In June 2025, we observed an unusually large increase in our measurement of unique devices for May 2025 ( T395934 ). This spike was predominantly geolocated to Brazil, accounting for approximately 300 million additional unique devices compared to the previous year. We also observed a substantial rise in “user” pageviews, with Brazil again showing the largest increase (roughly 1.2 billion additional pageviews compared to May 2024). This represented a new peak in traffic growth from Brazil, which began in January 2025 with modest increases and spiked at the end of April and into May 2025.

After investigation, it became clear that non-human (bot) traffic was significantly inflating our user pageview and unique device counts. These bots bypassed our existing bot detection heuristics.

Impact on metrics

All Wikimedia projects
Metrics Month Pre-correction (data reported before October 2025) Post-correction

(data reported after October 2025)

Difference between pre- and post-corrected data
User pageviews March 2025 (partial month March 20-31 corrected)) 16.6B

(6.4B)

16.2B

(6.0B)

-2.4% Overall month

(-6% (within corrected period))

April 2025 15.3B 14.3B -6.6%
May 2025 17.2B 14.5B -15.5%
June 2025 15.5B 13.3B -14.3%
July 2025 15.4B 14.2B -8.0%
August 2025 (partial month) 15.4B 14.4B -6.3%
Unique devices Note: we capture unique devices on a per project and per project family basis, but they cannot be aggregated across project families.
All Wikipedias
Metric Month Pre-correction (data reported before October 2025) Post-correction

(data reported after October 2025)

Difference between pre- and post-corrected data
User pageviews March 2025 (only March 20-31 corrected) 15.3B

(5.88B)

15.1B

(5.62B)

-1.7% (overall month)

(-4.4% within corrected period)

April 2025 14.3B 13.7B -4.3%
May 2025 15.2B 13.8B -9.2%
June 2025 13.8B 12.5B -9.0%
July 2025 14.0B 13.4B -4.3%
August 2025

(partial month)

14.2B 13.7B -3.8%
Unique devices March 2025 1.85B none (not corrected)
April 2025 1.82B none (not corrected)
May 2025 2.15B 1.78B -17.0%
June 2025 2.08B 1.69B -18.9%
July 2025 1.93B 1.76B -9.1%
August 2025 1.81B 1.73B -4.3%

Note: Post-correction metrics better reflect user behavior. Previous metrics were skewed by non-human activity.

Findings

Signals indicating bot traffic

Missing referral headers, outdated browser versions, and large amounts of traffic that diverged from standard browsing behavior.

Root cause

A new pattern for bot traffic emerged that was not being detected by our existing heuristics.
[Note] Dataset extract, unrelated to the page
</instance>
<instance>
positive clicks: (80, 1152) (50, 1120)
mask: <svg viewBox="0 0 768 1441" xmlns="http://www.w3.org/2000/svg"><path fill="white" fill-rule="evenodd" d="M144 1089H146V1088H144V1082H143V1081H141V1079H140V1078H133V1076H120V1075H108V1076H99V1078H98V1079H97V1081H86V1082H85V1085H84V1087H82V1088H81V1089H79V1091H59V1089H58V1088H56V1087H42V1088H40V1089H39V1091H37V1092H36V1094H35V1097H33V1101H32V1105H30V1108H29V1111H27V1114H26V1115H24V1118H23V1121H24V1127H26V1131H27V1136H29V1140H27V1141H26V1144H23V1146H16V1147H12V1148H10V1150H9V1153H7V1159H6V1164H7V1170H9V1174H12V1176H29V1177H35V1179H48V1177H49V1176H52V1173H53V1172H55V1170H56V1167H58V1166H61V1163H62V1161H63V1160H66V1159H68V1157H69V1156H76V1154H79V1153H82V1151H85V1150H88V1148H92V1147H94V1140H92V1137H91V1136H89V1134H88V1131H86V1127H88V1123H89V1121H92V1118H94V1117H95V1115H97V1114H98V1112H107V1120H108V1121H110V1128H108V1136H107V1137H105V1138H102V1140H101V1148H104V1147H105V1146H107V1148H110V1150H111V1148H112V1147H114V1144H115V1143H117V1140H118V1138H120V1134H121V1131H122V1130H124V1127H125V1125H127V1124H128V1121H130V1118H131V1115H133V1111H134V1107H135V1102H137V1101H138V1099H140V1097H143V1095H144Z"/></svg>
Affected datasets and services

Full list of datasets and services in T405667

  • actor datasets (webrequest & pageview)
  • browser_general_daily
  • browser_metrics_weekly
  • clickstream_monthly
  • interlanguage_daily
  • referrer_daily
  • pageviews datasets (hourly & daily; per project, per article, top articles, top articles per country)
  • projectview_hourly
  • projectview_geo
  • unique_devices datasets (hourly & daily; per domain & per project family)

Resolution & decisions

In addition to correcting the data going forward, we decided to backfill historical data with corrections where possible.

New heuristic: We developed a new heuristic to identify bot traffic based on the signals we identified in our investigation. This heuristic was deployed on August 28, 2025 ( T395934#11129327 ).

Backfill to correct historical data: As of Oct 8, 2025, we corrected publicly-available pageview data going back to March 20, 2025, and unique device measurements going back to May 1, 2025, using the new heuristic.